There are at least two ways to create a basic project. One is to use to .Net core CLI, the other, what drove this blog post, is the functionality provided by Ionide-FSharp and the Command Palette of VS Code. This means pressing CTRL + Shift + P and selecting/typing F#: New Project. I didn’t create a .Net Core project yet, but an installation of the .Net core was needed to get things working.
- Visual F# 4.0 (https://www.microsoft.com/en-us/download/details.aspx?id=48179)
- Build Tools 2015 (https://www.microsoft.com/en-us/download/details.aspx?id=48159)
- .Net Core Installation (https://www.microsoft.com/net/download/core)
- Net 4.6.1 SDK (https://www.microsoft.com/en-us/download/details.aspx?id=49978)
Visual Studio Code
- The IDE (https://code.visualstudio.com/download)
The next bits I didn’t install initially, the sample in the next blog could run without out it (works on .Net 4.6.1).

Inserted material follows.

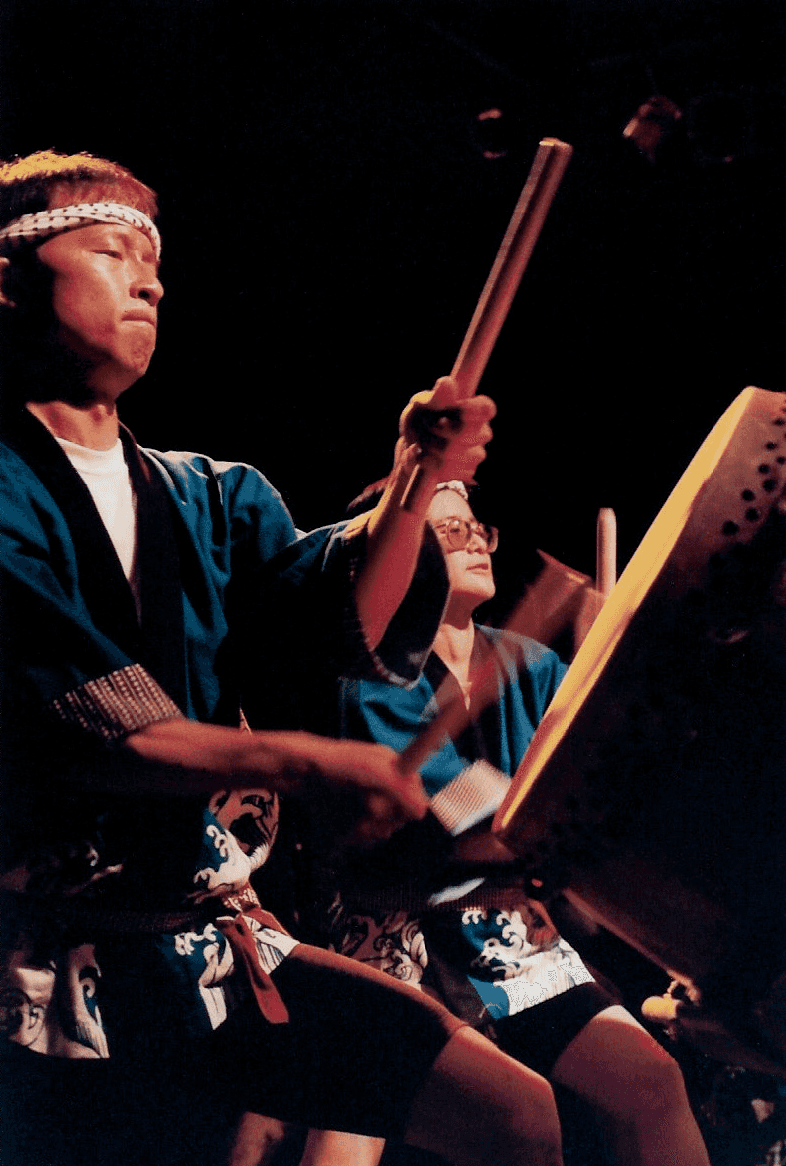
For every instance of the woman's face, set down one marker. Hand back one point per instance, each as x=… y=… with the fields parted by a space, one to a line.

I think you’ll need this to build F# applications that use .Net Core.
- F# 4.1 Core SDK (http://download.microsoft.com/download/F/3/D/F3D6045E-4040-4058-ADAD-2698F1793CBC/Microsoft.FSharp.SDK.Core.msi)
- Build Tools 2017 (https://www.visualstudio.com/downloads/#build-tools-for-visual-studio-2017)
With this I eventually could do create, run and debug a Hello Worldish console application.